Google DeepMind alphaGo

Pempu · January 27, 2016, 9:15pm

Google finally came forward with the “major” announcement about their ground breaking go AI. Huge news!

It has made some big discussions on English channel and also on other places(forums, servers, irc, etc.)
I just prefer OGS forum platform over all else

Feel free to hijack this thread.

archpaladin1 · January 27, 2016, 9:26pm

OGS overlords! Will there be any possibility of getting coverage of AlphaGo’s game against Lee Sedol?

Mourner · January 27, 2016, 9:33pm

My mind is just totally blown away. THIS IS NUTS. I’ve been following developments on this matter, reading recent papers on deep learning go, but this result is just beyond impossible. One of the most groundbreaking achievements in the history of AI and computing.
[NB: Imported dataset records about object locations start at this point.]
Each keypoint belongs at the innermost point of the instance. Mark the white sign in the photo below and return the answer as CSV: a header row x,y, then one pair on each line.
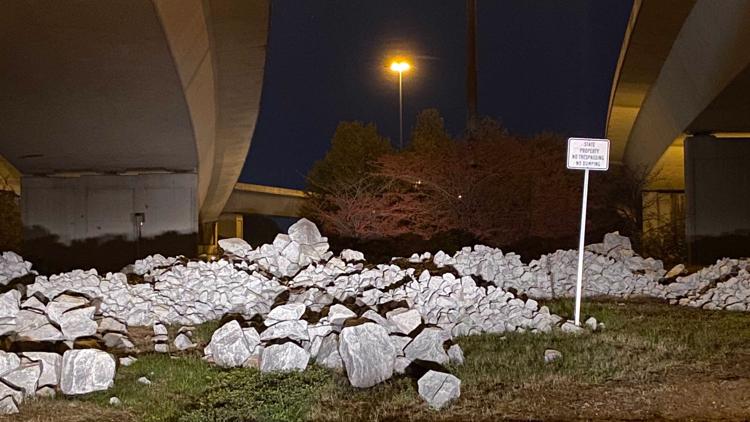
x,y
588,154
585,154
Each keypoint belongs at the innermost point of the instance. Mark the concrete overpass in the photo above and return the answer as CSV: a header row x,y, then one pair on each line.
x,y
259,200
679,107
128,120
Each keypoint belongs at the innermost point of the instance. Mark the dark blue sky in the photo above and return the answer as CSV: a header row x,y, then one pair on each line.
x,y
543,65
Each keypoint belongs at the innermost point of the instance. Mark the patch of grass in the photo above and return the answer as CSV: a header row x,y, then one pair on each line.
x,y
652,361
646,346
203,332
175,384
247,395
189,390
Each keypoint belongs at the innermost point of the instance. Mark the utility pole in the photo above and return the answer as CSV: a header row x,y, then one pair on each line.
x,y
471,65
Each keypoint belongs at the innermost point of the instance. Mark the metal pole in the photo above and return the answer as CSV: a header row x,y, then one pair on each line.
x,y
581,240
400,112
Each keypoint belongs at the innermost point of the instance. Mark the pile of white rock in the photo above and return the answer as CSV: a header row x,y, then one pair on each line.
x,y
40,374
611,268
724,285
12,266
292,302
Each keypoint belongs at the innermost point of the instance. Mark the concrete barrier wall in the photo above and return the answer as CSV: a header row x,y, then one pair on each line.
x,y
92,220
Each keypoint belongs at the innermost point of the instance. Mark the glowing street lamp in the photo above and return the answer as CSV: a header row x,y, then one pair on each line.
x,y
400,67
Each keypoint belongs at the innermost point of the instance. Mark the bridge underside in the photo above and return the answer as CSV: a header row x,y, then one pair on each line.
x,y
127,121
684,73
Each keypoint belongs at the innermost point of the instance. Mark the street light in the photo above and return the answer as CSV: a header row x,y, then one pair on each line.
x,y
400,67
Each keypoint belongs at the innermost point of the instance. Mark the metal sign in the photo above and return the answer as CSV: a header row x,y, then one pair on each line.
x,y
585,154
588,154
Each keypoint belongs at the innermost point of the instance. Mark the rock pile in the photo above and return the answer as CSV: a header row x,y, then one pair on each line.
x,y
33,374
292,303
12,266
611,268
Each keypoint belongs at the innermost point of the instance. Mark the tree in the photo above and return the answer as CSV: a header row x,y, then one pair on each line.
x,y
429,132
341,183
354,147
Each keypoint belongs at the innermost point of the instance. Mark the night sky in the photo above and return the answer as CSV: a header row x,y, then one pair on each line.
x,y
543,65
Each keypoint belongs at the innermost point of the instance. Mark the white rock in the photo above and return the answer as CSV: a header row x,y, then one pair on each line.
x,y
112,325
367,353
551,355
405,320
591,323
229,347
428,346
570,327
439,389
51,364
293,330
62,304
380,320
160,329
338,313
284,358
85,371
456,355
117,341
402,363
350,255
235,246
8,406
328,355
78,323
288,312
128,360
183,342
33,326
46,392
9,362
305,232
25,378
678,269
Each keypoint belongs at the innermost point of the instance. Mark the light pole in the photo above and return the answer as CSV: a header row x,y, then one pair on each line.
x,y
400,67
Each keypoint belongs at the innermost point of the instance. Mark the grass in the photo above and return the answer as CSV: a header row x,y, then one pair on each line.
x,y
651,361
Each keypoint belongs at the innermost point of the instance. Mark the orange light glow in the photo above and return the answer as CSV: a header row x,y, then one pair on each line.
x,y
400,66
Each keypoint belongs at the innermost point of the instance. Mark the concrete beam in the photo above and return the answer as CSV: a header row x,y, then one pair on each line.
x,y
267,200
239,33
708,54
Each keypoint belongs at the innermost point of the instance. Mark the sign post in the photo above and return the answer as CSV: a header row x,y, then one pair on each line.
x,y
585,154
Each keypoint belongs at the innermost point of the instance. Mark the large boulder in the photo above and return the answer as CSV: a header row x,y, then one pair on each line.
x,y
288,312
428,346
12,266
235,246
9,362
86,370
229,346
25,377
405,320
293,330
328,355
51,367
438,389
78,323
9,307
284,358
368,354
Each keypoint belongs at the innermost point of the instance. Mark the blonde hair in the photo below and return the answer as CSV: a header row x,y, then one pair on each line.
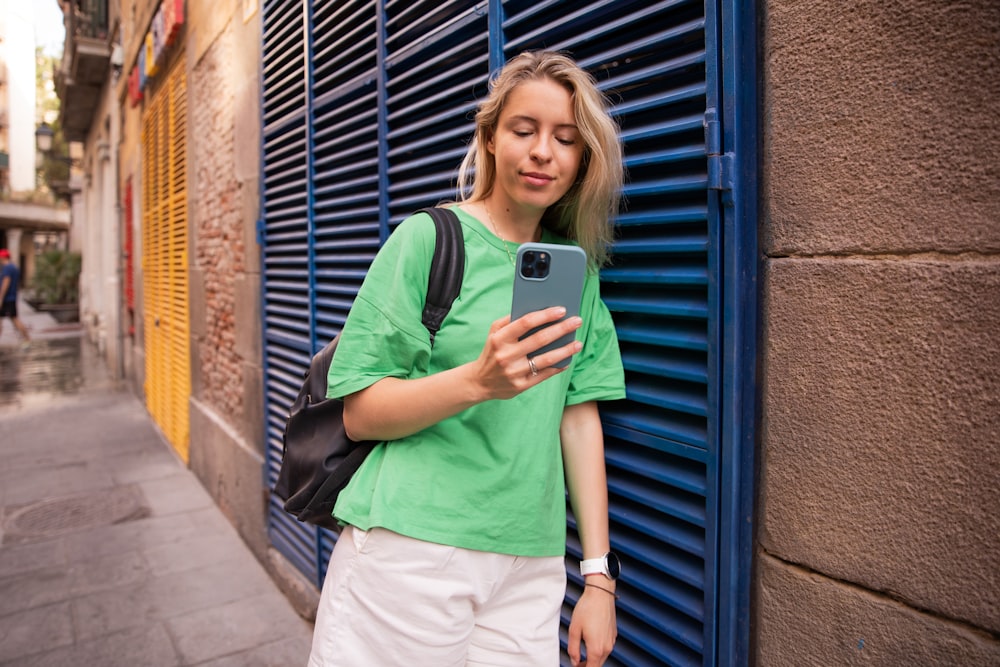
x,y
585,213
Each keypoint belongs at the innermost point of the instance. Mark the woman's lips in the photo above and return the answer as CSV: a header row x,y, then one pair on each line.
x,y
535,178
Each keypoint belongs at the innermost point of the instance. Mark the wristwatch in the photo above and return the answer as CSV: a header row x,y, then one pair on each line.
x,y
609,565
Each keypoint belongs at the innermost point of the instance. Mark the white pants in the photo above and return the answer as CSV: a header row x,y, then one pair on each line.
x,y
391,600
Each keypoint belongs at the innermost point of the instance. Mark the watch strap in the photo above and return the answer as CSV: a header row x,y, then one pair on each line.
x,y
593,566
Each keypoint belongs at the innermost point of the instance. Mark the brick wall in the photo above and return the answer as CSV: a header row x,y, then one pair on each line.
x,y
219,252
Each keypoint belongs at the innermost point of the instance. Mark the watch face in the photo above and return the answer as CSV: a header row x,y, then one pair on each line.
x,y
614,565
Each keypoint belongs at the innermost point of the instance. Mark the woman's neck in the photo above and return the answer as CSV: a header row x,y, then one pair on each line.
x,y
507,224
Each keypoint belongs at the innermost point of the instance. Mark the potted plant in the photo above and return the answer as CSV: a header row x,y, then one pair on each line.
x,y
56,284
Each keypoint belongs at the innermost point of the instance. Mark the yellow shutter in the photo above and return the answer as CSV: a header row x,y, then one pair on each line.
x,y
165,259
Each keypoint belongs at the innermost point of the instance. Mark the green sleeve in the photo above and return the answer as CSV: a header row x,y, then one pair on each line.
x,y
383,335
597,373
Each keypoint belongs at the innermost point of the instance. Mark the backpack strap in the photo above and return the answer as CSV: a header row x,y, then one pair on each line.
x,y
445,278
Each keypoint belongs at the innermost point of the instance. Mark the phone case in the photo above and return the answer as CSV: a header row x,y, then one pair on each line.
x,y
564,268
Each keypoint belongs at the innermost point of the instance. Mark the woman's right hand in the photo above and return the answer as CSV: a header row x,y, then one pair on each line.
x,y
503,369
394,408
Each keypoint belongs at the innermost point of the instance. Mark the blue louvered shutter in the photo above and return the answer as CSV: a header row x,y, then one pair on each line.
x,y
437,64
287,254
367,112
650,59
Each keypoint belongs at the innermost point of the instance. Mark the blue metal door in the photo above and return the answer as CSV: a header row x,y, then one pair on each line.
x,y
366,115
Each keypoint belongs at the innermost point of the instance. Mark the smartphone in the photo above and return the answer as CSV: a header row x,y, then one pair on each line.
x,y
546,275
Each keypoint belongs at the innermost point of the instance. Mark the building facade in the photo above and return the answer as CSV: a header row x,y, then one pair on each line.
x,y
804,470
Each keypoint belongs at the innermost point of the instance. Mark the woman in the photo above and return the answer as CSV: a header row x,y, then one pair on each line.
x,y
453,550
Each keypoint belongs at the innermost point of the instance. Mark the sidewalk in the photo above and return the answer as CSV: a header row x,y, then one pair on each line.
x,y
111,552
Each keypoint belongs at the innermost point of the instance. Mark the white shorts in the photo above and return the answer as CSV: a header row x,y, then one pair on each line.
x,y
392,600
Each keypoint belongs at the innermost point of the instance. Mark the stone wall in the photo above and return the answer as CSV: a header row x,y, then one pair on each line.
x,y
227,424
879,504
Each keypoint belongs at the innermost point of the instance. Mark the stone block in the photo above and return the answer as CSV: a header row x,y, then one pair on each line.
x,y
803,618
230,469
880,424
877,120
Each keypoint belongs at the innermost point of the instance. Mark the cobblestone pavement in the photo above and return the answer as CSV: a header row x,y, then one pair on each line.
x,y
111,551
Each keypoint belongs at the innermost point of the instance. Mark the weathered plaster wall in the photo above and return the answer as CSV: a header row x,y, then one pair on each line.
x,y
879,481
227,439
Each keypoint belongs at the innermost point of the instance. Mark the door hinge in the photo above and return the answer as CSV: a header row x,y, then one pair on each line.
x,y
720,172
720,165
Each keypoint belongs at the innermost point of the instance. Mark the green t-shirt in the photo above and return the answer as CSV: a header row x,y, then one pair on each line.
x,y
491,477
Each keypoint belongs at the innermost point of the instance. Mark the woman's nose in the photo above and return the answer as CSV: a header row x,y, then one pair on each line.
x,y
541,150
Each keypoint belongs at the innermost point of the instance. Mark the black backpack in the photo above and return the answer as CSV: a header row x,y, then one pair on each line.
x,y
318,458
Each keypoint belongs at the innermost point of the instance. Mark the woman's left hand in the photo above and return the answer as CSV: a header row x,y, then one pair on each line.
x,y
594,623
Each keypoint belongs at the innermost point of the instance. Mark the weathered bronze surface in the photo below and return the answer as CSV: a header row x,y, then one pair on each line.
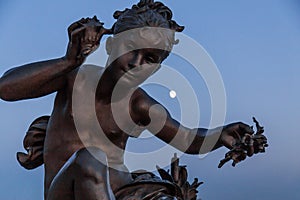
x,y
83,166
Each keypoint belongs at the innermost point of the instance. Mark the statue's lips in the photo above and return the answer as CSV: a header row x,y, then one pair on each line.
x,y
129,74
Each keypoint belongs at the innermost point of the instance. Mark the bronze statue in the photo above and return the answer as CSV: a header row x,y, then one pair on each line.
x,y
91,169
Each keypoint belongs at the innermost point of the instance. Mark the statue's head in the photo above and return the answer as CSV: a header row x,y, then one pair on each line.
x,y
143,37
147,14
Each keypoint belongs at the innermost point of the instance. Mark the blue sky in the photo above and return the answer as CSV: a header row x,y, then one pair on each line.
x,y
255,45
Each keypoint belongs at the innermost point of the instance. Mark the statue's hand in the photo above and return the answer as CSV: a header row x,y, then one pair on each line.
x,y
232,134
242,141
84,38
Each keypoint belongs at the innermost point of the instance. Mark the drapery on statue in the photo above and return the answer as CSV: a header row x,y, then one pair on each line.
x,y
80,164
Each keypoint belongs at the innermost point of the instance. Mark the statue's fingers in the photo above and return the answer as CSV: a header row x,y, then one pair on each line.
x,y
76,34
245,128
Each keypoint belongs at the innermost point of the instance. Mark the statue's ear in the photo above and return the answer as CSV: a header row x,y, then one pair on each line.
x,y
109,43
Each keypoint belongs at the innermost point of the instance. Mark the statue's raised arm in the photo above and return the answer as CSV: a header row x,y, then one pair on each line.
x,y
42,78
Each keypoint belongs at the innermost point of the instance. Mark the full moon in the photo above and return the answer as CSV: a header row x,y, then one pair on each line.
x,y
172,94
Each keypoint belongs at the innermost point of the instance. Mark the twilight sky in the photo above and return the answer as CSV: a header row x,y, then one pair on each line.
x,y
255,46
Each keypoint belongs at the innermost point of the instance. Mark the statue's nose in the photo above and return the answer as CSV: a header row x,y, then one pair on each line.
x,y
137,60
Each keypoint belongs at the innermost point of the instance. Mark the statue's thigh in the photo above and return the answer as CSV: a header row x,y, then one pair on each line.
x,y
61,186
84,176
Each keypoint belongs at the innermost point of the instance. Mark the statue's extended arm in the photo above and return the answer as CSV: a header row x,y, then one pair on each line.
x,y
42,78
157,120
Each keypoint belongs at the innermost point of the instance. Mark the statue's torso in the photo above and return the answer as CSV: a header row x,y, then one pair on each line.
x,y
75,124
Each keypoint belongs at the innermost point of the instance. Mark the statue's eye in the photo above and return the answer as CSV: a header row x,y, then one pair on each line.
x,y
130,47
150,59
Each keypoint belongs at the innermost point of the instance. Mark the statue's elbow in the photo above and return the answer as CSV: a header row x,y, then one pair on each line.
x,y
6,93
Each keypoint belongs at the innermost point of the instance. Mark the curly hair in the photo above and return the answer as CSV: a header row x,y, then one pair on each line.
x,y
145,13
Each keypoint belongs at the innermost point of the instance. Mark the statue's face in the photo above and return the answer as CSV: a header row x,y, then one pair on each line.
x,y
137,54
yuri · January 27, 2016, 10:26pm

personally i’m pretty disappointed:

i was hoping that go would present an interesting computing challenge for far longer
that neural nets, which are essentially a black box with a bunch of tuned weights, generates
a bunch of suggestions that are fed into the standard monte carlo machine. so it seems
like we didn’t learn a lot

however, the fact that after bootstrapping the system sufficiently, setting it against itself letting it
learn in corner, it got better. on its own. thats kind of outweighs my biases towards discredited
logical frameworks.

Mourner · January 27, 2016, 11:04pm

BTW, full paper here: https://storage.googleapis.com/deepmind-data/assets/papers/deepmind-mastering-go.pdf
Absolutely fascinating read.

Also, can’t wait to see the match against Lee Sedol in March! This game may be even more historically significant than DeepBlue vs Kasparov.

yuri · January 28, 2016, 1:53am

http://www.furidamu.org/blog/2016/01/26/mastering-the-game-of-go-with-deep-neural-networks-and-tree-search/

has the game records inlined.

that was not a marginal victory

temifar · January 28, 2016, 5:47am

Yeah, that’s more of advance in AI research than in go research. The answers that kind of AI gives are in vein of “this move is better because it is”. I guess the next challenge will be to create an AI capable of writing go theory books

Still, exciting news.

AldarKose · January 28, 2016, 6:33am

Uploaded SGFs to OGS:

Mourner · January 28, 2016, 12:04pm

Nice review of the first game: http://gooften.net/2016/01/28/the-future-is-here-a-professional-level-go-ai/

yebellz · January 29, 2016, 7:08pm

A review of game 5

lebigot · January 30, 2016, 10:38am

While the techniques Google used are interesting (mixing suggestions from a neural network with Monte-Carlo Tree Search, and using reinforcement learning), I am not sure that the leap in strength is so revolutionary.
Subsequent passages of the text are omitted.